I don't work there so I'm certain there is no one with enough knowledge to make it work with Hamiltonian constraints because the idea is very obvious but they haven't done it because they don't have the wherewithal to do so. In other words, no one at OpenAI understands enough basic physics to incorporate conservation principles into the generative network so that objects with random masses don't appear and disappear on the "video" manifold as it evolves in time.
I've seen the quality of OpenAI engineers on Twitter and it's easy enough to extrapolate. Moreoever, neural networks are not black boxes, you're just parroting whatever you've heard on social media. The underlying theory is very simple.
Seriously... The ability to identify what physics/math theories the AI should apply and being able to make the AI actually apply those are very different things. And you don't seem to understand that distinction.
Unless you have $500k to pay for the actual implementation of a Hamiltonian video generator then I don't think you're in a position to tell me what I know and don't know.
lolz, I doubt very much anyone would want to pay you $500k to perform magic. Basically, I think you are coming across as someone who is trying to sound clever rather than being clever.
My price is very cheap in terms of what it would enable and allow OpenAI to charge their customers. Hamiltonian video generation with conservation principles which do not have phantom masses appearing and disappearing out of nowhere is a billion dollar industry so my asking price is basically giving away the entire industry for free.
Sure, but I imagine the reason you haven't started your own company to do it is you need 10s of millions in compute, so the price would be 500k + 10s of millions... Or you can't actually do it and are just talking shit on the internet.
I don't think there is any real value in making videos other than useless entertainment. The real inspired use of computation and AI is to cure cancer, that would be the right way to show the world that this technology is worthwhile and useful.

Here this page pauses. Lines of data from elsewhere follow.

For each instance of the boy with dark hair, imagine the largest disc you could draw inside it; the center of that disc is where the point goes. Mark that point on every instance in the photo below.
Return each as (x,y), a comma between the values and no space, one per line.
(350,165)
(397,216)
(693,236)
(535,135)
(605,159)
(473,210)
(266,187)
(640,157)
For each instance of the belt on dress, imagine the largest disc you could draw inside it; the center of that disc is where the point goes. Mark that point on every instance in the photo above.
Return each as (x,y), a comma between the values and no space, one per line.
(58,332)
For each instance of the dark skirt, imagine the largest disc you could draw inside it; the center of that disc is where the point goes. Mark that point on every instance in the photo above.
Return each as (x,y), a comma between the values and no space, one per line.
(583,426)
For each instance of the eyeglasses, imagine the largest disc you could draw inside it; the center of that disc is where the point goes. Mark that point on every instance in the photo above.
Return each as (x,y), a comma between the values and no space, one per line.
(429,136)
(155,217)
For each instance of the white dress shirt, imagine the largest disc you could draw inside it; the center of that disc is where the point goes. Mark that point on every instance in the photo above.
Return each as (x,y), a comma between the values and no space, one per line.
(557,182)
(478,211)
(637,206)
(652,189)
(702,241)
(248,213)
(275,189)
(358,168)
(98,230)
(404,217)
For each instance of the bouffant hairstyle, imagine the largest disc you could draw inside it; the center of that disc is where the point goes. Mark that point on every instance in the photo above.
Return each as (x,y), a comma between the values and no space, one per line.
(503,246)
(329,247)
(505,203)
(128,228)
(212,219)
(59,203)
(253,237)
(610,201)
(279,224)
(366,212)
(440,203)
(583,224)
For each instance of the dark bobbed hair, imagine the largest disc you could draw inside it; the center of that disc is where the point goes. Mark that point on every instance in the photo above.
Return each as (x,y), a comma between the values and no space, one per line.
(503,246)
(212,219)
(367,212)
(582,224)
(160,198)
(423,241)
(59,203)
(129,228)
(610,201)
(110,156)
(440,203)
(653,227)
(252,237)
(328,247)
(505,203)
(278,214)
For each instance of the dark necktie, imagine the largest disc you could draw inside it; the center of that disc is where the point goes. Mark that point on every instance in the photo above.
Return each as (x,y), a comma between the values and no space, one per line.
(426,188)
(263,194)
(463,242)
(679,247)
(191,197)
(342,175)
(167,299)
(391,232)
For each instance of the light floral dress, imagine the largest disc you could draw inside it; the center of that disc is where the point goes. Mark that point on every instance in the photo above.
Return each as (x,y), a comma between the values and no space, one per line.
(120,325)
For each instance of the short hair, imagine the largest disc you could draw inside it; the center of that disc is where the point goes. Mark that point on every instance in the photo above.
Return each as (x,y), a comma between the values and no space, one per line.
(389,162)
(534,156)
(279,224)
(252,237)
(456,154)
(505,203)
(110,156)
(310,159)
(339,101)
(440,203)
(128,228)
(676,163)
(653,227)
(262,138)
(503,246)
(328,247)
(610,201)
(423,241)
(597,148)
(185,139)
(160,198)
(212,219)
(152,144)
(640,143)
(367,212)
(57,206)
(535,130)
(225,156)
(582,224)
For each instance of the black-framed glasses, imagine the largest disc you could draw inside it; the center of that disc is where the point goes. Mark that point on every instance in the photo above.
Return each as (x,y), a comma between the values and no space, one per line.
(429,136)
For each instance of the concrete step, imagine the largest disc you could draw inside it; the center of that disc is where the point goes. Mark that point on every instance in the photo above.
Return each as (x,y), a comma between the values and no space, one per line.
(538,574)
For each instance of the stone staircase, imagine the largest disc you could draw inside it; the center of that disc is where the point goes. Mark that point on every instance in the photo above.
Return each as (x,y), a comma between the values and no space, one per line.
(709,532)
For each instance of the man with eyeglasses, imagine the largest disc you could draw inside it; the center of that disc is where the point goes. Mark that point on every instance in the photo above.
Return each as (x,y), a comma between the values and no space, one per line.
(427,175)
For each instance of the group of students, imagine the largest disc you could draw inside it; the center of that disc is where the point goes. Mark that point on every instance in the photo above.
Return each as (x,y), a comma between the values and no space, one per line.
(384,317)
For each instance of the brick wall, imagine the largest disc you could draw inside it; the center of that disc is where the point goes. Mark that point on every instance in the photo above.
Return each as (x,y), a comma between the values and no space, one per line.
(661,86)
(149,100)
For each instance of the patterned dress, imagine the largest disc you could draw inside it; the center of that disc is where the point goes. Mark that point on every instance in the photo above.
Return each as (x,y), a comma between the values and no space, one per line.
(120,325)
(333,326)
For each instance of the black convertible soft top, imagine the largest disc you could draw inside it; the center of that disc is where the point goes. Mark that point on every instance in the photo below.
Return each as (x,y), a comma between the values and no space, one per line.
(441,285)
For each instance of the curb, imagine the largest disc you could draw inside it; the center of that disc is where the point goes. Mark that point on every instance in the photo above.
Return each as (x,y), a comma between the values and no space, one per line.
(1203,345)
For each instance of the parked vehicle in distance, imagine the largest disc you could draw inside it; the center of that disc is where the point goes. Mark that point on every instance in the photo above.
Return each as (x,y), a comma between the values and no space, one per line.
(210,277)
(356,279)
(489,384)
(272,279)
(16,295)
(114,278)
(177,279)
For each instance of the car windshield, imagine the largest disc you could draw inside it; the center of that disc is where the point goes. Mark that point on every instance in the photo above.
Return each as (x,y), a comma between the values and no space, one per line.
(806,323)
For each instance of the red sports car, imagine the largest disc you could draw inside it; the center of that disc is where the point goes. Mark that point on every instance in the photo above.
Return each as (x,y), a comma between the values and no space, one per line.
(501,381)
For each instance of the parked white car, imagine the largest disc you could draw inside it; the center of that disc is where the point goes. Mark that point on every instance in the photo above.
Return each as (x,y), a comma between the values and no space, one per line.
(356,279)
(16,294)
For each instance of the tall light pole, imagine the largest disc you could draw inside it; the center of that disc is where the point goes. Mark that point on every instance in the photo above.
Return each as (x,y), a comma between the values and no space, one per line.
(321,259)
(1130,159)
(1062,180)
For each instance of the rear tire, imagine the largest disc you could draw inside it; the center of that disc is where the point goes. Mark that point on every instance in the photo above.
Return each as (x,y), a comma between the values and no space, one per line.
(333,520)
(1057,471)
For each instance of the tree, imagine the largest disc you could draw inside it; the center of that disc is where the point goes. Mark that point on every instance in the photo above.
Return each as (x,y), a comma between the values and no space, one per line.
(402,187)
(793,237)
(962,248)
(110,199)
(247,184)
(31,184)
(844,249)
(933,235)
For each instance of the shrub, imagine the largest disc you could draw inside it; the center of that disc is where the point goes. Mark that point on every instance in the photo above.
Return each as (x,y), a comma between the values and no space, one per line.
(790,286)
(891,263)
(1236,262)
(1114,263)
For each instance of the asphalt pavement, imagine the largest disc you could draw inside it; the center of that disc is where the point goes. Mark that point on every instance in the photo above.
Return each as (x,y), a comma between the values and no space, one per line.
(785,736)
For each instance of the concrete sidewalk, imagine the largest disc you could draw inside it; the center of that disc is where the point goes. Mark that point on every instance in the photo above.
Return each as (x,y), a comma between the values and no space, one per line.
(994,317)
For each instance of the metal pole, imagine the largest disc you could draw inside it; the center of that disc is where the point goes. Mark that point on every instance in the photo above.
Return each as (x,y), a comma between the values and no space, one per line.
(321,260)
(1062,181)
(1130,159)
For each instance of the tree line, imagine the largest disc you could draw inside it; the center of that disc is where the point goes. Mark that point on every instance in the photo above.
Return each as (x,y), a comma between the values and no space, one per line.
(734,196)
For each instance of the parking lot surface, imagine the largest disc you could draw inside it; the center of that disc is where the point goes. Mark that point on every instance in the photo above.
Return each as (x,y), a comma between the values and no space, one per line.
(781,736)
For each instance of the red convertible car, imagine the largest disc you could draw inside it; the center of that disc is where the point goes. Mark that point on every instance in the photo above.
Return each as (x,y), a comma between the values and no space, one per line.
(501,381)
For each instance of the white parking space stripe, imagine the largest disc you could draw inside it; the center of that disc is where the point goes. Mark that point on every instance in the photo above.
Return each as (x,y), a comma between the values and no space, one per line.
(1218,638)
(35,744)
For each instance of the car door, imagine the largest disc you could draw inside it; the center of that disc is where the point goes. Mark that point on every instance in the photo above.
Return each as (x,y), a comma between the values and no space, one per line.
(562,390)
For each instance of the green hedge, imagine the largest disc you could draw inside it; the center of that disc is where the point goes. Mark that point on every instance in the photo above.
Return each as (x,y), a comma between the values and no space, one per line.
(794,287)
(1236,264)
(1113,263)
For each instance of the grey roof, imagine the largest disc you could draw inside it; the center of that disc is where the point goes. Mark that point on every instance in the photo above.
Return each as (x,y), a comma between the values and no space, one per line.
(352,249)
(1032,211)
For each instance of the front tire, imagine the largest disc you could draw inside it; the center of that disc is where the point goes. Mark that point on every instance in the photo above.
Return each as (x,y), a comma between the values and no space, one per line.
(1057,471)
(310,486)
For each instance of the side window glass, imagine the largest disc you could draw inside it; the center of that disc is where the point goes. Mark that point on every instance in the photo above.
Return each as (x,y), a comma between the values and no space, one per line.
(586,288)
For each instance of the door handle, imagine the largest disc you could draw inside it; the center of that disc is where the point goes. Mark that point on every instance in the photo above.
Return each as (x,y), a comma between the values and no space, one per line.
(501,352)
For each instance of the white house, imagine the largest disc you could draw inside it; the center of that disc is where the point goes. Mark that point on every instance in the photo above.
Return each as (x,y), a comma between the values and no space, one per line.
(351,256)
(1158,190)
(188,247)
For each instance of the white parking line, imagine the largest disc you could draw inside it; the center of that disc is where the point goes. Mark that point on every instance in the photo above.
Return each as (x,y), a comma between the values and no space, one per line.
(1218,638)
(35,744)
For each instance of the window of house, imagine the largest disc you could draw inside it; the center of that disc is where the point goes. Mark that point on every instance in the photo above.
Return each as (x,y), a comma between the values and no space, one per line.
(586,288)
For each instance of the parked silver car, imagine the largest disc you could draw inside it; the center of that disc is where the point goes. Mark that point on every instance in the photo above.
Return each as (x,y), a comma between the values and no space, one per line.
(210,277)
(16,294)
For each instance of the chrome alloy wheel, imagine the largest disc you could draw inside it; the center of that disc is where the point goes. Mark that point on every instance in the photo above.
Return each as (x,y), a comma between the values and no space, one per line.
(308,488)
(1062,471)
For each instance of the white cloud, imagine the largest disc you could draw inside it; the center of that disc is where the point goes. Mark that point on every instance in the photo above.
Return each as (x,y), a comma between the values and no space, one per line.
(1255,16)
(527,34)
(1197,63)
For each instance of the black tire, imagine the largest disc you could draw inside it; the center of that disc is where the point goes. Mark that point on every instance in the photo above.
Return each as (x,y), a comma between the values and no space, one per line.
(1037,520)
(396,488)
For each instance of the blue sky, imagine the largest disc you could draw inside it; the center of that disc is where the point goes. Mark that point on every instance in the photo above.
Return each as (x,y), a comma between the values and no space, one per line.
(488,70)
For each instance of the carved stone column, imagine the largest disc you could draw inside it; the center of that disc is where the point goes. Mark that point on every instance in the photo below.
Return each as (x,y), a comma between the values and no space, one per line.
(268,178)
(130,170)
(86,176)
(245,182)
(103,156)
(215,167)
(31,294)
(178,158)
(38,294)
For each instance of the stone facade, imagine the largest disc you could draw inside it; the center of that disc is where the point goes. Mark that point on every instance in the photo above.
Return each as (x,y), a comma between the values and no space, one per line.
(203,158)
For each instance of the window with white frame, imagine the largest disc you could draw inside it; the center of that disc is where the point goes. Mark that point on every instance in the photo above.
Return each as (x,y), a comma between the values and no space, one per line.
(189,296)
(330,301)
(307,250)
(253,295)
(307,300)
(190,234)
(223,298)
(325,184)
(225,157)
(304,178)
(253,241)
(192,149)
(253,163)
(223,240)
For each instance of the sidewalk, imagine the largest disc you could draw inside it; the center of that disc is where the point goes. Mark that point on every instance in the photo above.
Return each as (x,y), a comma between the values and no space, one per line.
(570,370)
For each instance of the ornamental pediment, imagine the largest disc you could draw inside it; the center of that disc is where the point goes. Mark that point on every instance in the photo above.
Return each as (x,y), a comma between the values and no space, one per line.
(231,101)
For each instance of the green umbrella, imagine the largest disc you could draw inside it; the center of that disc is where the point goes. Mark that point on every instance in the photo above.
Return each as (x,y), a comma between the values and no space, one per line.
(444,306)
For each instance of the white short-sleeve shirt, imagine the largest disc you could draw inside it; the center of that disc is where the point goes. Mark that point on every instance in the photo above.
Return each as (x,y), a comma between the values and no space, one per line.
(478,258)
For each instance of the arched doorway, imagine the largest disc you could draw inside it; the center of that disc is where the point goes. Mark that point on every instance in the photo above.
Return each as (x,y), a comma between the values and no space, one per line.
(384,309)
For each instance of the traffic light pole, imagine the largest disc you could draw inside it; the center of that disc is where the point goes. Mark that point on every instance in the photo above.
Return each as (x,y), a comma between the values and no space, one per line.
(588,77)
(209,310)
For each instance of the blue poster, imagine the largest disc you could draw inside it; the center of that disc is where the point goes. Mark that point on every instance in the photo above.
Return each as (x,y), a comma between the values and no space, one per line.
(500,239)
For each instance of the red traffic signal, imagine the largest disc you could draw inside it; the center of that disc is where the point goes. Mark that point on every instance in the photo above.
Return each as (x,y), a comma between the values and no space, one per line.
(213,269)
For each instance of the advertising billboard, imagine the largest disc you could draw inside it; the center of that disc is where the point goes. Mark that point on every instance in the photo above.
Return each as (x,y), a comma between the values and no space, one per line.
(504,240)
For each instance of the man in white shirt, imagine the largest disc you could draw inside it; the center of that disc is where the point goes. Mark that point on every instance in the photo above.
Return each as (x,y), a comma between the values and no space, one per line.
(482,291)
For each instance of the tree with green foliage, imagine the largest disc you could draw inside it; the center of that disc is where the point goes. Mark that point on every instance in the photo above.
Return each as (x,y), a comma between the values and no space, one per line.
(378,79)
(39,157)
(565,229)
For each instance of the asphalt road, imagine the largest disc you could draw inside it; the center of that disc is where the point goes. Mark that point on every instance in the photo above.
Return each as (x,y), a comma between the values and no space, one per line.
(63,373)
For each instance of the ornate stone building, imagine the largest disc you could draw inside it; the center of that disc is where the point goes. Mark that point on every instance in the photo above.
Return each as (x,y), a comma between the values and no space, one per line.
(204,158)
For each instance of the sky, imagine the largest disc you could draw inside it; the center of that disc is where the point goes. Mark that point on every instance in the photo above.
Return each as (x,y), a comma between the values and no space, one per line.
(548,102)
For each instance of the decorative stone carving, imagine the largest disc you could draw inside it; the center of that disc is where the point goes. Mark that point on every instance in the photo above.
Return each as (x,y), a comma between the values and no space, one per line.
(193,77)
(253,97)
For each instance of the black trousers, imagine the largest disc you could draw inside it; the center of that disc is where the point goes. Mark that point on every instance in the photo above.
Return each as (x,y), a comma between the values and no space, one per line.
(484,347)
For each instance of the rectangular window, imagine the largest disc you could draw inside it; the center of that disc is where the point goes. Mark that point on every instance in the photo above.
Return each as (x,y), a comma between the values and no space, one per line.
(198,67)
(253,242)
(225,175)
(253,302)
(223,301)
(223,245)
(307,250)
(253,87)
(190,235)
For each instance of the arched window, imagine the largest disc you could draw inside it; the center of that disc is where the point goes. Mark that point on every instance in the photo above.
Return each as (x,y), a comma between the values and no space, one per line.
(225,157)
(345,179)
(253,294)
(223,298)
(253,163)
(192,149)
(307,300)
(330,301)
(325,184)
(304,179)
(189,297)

The techniques involved would be the same because one would need to include real physical constraints like conservation of mass and energy instead of figuring out the best way to flash lights on the screen with no regard for any foundational physical principles.
Do you know anyone or any companies working on that?
Especially anything involving fluid/smoke dynamics, or fast dynamic momements of humans and animals all suffer from the same weird motion artifacts. I can't describe it other than that the fluidity of the movements are completely off.
And as all genai video tools I've used are suffering from the same problem, I wonder if this is somehow inherent to the approach & somehow unsolvable with the current model architectures.